Friday, April 1, 2011

Feature Friday: Astraea Press Collaboration of a Short Story

So this is something we are really excited about. Every Friday an Astraea Press author will add her part of a continuing short story. Today we have Cheryl Grey who graciously stepped forward and volunteered to be first. Let me tell you this was an amazing way to start it out. She was given 3 words by the bosslady Steph those words were , llama, waterfall and dating that have to be included in the story. Here's the results.

Llama, dating, waterfall

The house looked like half of a bleached orange, placed juicy side down in the shadow of a long, sloping hill. Detective Elleanor Sharpe slammed the door of her rental car, leaned against its hot metal, and kept staring. A geodesic dome, the guy at the gas station had called it as he’d given her directions, his chest thrust out as if proud he’d mastered the term. She’d caught him reading a Scooby Doo comic book, so he hadn’t mastered much else.

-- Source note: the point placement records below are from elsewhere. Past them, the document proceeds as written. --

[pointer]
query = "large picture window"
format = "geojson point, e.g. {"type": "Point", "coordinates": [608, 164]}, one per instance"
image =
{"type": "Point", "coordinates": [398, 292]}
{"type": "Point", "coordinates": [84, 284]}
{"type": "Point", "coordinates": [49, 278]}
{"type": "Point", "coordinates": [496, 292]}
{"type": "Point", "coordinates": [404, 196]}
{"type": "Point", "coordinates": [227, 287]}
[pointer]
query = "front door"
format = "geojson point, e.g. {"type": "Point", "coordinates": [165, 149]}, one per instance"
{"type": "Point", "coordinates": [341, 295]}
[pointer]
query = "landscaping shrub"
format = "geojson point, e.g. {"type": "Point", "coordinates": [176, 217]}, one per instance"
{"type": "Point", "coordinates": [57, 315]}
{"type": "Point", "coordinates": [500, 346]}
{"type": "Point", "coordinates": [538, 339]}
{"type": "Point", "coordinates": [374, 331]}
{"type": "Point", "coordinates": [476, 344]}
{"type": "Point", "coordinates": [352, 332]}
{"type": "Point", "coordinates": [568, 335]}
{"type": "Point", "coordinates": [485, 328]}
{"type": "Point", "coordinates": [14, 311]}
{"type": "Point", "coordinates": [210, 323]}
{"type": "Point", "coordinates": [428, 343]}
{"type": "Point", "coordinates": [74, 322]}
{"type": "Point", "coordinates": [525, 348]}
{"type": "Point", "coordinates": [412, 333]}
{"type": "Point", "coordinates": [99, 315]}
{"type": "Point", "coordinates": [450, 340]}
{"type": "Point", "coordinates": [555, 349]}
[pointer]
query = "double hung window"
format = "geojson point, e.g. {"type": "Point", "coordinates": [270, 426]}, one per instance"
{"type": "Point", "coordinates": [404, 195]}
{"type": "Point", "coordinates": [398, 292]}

Grasslands and cacti faded into the distance in all directions, sliced through by the state road and caliche driveway, punctuated by lazy pump jacks, and weathered, leaning shacks. To the west, looming mesas shimmered in the heat haze. Behind the dome, a flock of sheep hid in the fold of a ravine, the hillside shading them from the afternoon sun. The sky was too dry and washed-out for even the wispiest of clouds.

Well, this Dallas detective might not be from flyover country. But she knew enough to wear a light cotton shirt with heavy trousers and boots against the cacti and scorpions, a cowboy hat and Maui Jims against the sun. Even so, as she climbed the cut-out steps from the parking area, sweeping across a broad swathe of the south-facing slope, she could feel sweat pooling between her breasts and sliding down her spine.

If this wasn’t a murder investigation, she’d never be caught in such a place. It seemed so barren, so naked—no garden, no handrail, no trees, and no shade, unless you were willing to argue with the sheep. And the smell wafting from the ravine was enough to convince her against that.

One animal, on the edge of the flock, suddenly rose, staring at her. Ellea slowed on the steps, staring back. That thing was far too tall to be a sheep. Besides, it was the wrong color—spotted black and white, more like a long-necked, awkward horse with flat feet and a hippie haircut. And it stared as if she had a run in her stockings or a pimple on her nose.

Suddenly it screamed, an angry, braying honk, and charged down the slope toward the stairs. Ellea jumped, tripped over the next step, and sat down hard. Her hat slid down over her eyes. But she didn’t need to see that thing, because she could hear it, braying like a burro on steroids, big feet galumphing across the hillside. At this range, she could feel and smell it.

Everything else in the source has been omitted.